Three exhibitions demonstrated the idea of empathy by putting users into war-torn places far from Utah.
"Assent," created by Oscar Raby, puts the viewer (user? experiencer?) in the role of a father whose son walks through the father’s involvement with the Caravan of Death, "a brutal campaign that executed military detainees in Chile during the aftermath of the coup in 1973," according to the exhibition’s program.
"Project Syria," by Nonny de la Peña, puts the viewer in a busy city street. A bomb explodes and dust fills the air as people scatter. Later, the viewer is put into a refugee camp for those fleeing the ongoing violence. The camp grows and fills with more and more children before your very eyes.
"1979 Revolution: Black Friday," is an interactive video game from Navid Khonsari and Vassiliki Khonsari that puts the player in the middle of the Iranian Revolution. The game isn’t virtual reality, but is "designed to integrate an emotional, historically true narrative while giving players the experience of making moral choices under extreme situations," according to the program.
New Frontier offered some lighter fare, too — none moreso than "Kaiju Fury!"
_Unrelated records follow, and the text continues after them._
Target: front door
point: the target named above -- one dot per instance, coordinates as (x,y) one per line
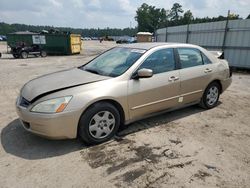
(149,95)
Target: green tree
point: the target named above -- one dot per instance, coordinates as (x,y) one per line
(175,12)
(187,17)
(150,18)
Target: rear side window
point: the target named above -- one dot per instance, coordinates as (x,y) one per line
(189,57)
(205,59)
(160,61)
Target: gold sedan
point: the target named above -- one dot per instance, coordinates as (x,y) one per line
(122,85)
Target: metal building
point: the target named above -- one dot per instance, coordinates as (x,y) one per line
(233,37)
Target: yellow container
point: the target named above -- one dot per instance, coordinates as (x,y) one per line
(75,43)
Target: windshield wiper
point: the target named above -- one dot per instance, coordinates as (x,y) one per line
(91,70)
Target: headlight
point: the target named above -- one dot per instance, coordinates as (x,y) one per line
(52,105)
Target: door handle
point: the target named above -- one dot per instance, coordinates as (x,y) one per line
(173,78)
(208,70)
"Kaiju Fury!" is a cinematic, virtual reality monster film by Ian Hunter that puts the user into Godzilla-type chaos. The film is experienced by utilizing Google Cardboard headsets — simple, cardboard-constructed virtual reality goggles that contain two plastic lenses. The user provides the true guts of the device — your own smartphone, which slides into the rear of the contraption.
New Frontier has been giving away Google Cardboard sets throughout the festival, but if you missed out, you can order one online (around $20) or even build one yourself by following the instructions on Google Cardboard’s website (Google it). You can even download "Kaiju Fury!" and a second New Frontier virtual reality experience, "Evolution of Verse," to your phone via the Google Play store.
Even if you’re not having a virtual reality experience yourself, it’s plenty of fun to watch the looks on the faces of people who are in another world.
"What’s so great about this show is that people never stop saying ‘wow!’ It’s been thrilling to watch," said Frilot.
The New Frontier installation at the Sundance Film Festival ends Saturday, Jan. 31, when it will be open from 11 a.m. to 3 p.m. It is located on the second and third floors of the Claim Jumper building, 573 Main St. It is free and open to the public.